Container from scratch

12 September 2018

We are doing to be building a docker from scratch, and I do not mean a Dockerfile from scratch, I litterally mean the container. Getting there not nearly as crazy as I thought it would be and involves using namespaces, which are the building blocks to making an isolated environment. Having seen some really cool examples of building a container from scratch, I thought would run through it myself to get a better understanding. Some great resources on this that I took a look at are from Liz Rice and Julian Friedman.

Before getting into the code, namespaces are tools to seperate things on a system. There are 7 linux namespaces and we are going to use 3 of them here: Mount, Process ID, and UTS

  • Mount: Isolated filesystem, not able to modify files on our hosts filesystem
  • Pid: Process will appear as a familiar Pid 1, and not be able to see the hosts Pids
  • UTS: Container will have its own hostname, and not be able to modify the hosts hostname

There are 4 others:

  • Network
  • Interprocess Communication
  • User ID
  • Contrl Group

You can read more about here: https://en.wikipedia.org/wiki/Linux_namespaces

Now to get start started on the code! We are going to need a ubuntu machine and a spare filesystem. For this demo I’m going to use a DigitalOcean droplet and cool container tool (lxc) to create us an extra filesystem.

The first thing that we will need is a container that can run a command.
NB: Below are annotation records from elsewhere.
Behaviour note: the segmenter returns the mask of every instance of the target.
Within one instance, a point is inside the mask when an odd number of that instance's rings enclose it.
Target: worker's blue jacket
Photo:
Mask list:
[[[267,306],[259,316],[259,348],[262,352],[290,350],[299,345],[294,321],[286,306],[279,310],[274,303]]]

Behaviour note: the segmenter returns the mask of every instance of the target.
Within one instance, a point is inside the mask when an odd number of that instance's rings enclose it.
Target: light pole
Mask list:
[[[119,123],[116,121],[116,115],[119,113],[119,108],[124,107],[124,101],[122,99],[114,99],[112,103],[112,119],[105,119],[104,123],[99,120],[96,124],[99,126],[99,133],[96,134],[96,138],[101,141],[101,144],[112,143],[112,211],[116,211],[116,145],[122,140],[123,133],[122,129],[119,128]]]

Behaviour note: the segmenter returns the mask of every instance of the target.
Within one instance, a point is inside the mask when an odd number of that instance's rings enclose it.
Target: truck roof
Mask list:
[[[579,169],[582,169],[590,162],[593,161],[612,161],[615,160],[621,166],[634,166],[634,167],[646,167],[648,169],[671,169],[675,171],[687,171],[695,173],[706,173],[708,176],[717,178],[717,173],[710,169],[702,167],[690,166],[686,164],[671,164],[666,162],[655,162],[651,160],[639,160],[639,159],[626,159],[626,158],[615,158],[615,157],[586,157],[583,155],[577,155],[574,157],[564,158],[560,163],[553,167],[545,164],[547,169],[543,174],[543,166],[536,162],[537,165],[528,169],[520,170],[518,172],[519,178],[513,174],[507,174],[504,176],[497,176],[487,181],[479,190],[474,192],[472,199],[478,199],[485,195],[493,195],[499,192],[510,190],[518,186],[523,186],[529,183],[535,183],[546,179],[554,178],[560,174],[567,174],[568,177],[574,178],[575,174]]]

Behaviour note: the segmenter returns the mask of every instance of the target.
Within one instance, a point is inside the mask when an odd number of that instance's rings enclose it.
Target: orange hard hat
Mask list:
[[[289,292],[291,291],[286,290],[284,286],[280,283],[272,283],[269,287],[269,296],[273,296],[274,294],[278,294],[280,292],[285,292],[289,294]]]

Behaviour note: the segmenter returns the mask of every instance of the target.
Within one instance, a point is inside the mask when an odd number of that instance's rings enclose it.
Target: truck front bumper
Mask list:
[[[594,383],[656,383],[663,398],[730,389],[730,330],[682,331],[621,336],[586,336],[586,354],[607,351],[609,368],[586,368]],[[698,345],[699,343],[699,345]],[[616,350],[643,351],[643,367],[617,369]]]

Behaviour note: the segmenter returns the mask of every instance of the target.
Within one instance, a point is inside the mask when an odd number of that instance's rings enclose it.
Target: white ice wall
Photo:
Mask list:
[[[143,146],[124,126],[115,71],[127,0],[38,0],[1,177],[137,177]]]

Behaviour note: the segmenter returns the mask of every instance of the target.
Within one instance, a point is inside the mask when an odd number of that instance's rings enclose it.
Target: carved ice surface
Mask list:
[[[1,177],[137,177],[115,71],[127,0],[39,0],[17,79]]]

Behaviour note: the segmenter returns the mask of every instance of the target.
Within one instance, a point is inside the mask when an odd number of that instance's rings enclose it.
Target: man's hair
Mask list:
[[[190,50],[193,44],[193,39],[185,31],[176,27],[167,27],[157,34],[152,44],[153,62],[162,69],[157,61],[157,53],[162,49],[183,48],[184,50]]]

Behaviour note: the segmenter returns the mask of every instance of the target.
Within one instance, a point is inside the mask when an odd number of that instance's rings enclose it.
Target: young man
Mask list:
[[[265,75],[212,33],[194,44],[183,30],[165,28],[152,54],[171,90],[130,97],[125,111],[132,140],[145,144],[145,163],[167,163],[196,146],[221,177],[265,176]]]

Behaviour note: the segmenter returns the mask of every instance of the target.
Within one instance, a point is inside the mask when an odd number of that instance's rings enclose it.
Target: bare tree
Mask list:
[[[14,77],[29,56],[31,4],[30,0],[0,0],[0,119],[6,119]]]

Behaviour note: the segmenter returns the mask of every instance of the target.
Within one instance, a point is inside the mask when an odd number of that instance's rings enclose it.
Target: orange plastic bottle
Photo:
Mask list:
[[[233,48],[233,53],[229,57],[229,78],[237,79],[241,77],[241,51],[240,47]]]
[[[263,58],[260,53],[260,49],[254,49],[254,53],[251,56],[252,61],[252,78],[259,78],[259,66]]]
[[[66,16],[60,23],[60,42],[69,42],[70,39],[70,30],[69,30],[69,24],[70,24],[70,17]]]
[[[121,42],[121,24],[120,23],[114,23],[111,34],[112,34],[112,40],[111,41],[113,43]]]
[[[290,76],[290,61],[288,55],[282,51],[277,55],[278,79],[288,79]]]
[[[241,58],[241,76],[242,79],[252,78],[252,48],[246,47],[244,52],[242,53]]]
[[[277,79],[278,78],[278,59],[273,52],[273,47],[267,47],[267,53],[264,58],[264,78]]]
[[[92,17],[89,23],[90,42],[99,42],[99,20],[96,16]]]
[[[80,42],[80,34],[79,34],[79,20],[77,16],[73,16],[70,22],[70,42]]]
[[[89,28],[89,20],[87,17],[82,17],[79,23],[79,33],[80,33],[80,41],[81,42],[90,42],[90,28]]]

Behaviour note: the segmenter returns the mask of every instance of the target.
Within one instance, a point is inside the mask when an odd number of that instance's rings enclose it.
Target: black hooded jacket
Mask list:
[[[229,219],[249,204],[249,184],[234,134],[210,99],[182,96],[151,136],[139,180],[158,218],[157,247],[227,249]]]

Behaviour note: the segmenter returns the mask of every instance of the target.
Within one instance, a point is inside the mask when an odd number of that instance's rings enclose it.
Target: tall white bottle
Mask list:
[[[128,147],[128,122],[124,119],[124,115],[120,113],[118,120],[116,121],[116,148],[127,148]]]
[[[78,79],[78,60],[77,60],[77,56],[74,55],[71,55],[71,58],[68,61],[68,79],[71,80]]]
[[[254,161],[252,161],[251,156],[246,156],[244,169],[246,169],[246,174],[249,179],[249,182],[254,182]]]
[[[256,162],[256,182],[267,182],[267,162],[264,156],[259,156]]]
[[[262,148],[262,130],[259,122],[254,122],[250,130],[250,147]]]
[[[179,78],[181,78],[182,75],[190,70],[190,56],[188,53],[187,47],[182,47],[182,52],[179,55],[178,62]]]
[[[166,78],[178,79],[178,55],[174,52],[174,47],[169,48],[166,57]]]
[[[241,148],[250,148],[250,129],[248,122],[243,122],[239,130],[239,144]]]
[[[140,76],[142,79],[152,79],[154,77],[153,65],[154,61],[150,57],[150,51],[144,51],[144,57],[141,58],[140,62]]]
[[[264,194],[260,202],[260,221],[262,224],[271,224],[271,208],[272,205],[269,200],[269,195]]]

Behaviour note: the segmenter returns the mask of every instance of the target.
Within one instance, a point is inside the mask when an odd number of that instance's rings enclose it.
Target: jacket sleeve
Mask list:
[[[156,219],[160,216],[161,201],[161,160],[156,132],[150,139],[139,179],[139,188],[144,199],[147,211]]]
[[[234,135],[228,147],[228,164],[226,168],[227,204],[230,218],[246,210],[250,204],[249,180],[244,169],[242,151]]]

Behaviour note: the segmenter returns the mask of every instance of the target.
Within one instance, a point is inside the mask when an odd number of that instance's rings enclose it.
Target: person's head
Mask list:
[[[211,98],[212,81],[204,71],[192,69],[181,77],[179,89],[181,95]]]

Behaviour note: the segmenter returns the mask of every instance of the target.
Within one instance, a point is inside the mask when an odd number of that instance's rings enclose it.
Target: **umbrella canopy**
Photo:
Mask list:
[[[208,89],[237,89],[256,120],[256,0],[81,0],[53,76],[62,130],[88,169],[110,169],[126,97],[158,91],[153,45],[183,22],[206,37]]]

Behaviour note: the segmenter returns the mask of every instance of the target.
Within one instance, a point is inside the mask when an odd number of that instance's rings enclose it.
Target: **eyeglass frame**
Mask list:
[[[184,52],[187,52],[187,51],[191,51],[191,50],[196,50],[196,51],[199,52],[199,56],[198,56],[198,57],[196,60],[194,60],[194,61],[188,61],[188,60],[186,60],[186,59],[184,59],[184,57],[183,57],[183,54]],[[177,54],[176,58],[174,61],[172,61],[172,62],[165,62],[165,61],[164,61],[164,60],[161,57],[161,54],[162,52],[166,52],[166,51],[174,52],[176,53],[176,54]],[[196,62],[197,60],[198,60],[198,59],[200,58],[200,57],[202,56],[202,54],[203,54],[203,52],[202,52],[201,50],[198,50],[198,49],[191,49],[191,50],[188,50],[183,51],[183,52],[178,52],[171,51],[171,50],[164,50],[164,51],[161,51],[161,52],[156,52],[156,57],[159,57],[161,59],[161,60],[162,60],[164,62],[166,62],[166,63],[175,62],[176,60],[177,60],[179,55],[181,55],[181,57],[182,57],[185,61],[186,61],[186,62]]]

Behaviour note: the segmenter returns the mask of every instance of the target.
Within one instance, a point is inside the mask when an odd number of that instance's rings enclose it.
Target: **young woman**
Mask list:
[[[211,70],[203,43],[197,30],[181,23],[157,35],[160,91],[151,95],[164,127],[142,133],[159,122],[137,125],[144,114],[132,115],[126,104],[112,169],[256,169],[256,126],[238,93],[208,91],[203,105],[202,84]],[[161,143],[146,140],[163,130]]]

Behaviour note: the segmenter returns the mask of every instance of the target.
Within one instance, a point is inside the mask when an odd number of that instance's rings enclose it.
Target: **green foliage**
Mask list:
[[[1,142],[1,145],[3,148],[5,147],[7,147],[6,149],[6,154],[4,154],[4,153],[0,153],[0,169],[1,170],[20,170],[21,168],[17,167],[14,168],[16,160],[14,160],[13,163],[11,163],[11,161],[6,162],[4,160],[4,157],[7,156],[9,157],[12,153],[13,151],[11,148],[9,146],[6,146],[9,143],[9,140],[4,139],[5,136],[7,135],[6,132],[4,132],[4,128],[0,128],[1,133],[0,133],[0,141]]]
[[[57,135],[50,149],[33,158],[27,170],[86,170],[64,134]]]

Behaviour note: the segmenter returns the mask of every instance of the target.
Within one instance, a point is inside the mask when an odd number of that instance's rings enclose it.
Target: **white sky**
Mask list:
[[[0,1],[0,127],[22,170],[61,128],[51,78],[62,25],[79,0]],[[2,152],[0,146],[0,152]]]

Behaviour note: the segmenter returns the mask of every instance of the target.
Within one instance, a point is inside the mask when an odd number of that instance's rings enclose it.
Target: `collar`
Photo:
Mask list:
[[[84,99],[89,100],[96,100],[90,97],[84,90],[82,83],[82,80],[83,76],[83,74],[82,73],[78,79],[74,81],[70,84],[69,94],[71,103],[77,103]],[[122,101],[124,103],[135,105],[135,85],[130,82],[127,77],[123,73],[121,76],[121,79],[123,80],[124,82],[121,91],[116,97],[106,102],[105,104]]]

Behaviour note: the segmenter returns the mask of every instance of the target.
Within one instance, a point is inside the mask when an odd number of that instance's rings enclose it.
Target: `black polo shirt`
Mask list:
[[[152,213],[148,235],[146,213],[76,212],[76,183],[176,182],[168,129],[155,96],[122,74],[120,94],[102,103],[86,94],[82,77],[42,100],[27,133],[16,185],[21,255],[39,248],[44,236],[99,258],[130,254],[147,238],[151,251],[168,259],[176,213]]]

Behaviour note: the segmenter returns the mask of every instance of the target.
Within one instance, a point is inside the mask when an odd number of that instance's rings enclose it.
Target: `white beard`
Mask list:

So we can start off with a golang program that takes input simmilar to docker run /bin/bash, but ours will look like go run main.go run bash

use golang to run a command

package main

import (
    "fmt"
    "os"
    "os/exec"
)

func main() {
    switch os.Args[1] {
        case "run":
            run()
        default:
            panic("invalid command!")
    }
}

func run() {
    fmt.Printf("running %v\n", os.Args[2:])

    cmd := exec.Command(os.Args[2], os.Args[3:]...)
    cmd.Stdin = os.Stdin
    cmd.Stdout = os.Stdout
    cmd.stderr = os.Stderr

    must(cmd.Run())
}

func must(err err) {
    if err !=nil {
        panic(err)
    }
}

The above code takes arguments starting with run and passes them to exec.Command, adding in stdin/stdout/stderr. So far this looks the same as any program that is making a call out to the system (although with arbitrarty user input).

cfs exec

Running the above with go run main.go run /bin/bash, we have a container running a shell - but it can see everything. Although it cannot see my paused vim running from the previous shell. Exiting out and we can again

The next step is to add in some namespaces, here we can use cmd.SysProcAttr to tell the command to use its own namespaces

stargin with namespaces

cmd.SysProcAttr = &syscall.SysProcAttr{
    Cloneflags: syscall.CLONE_NEWUTS | syscall.CLONE_NEWPID
}

Including syscall.CLONE_NEWUTS is for the UTS namespace, and syscall.CLONE_NEWPID is for the PID namespace. Adding this alone won’t give us the namespaces in our /bin/bash invocation because we need to run our command from the forked exec. So what we will do is run a command that forks our current process with the namesapces, and in that command we run our actual command as a child:

func main() {
	switch os.Args[1] {
	case "run":
		run()
	case "child":
		child()
	default:
		panic("invalid command!")
	}
}

func run() {
	cmd := exec.Command("/proc/self/exe", append([]string{"child"}, os.Args[2:]...)...)
	cmd.Stdin = os.Stdin
	cmd.Stdout = os.Stdout
	cmd.Stderr = os.Stderr
	cmd.SysProcAttr = &syscall.SysProcAttr{
		Cloneflags: syscall.CLONE_NEWUTS | syscall.CLONE_NEWPID,
	}

	must(cmd.Run())
}

func child() {
	fmt.Printf("running %v as PID %d\n", os.Args[2:], os.Getpid())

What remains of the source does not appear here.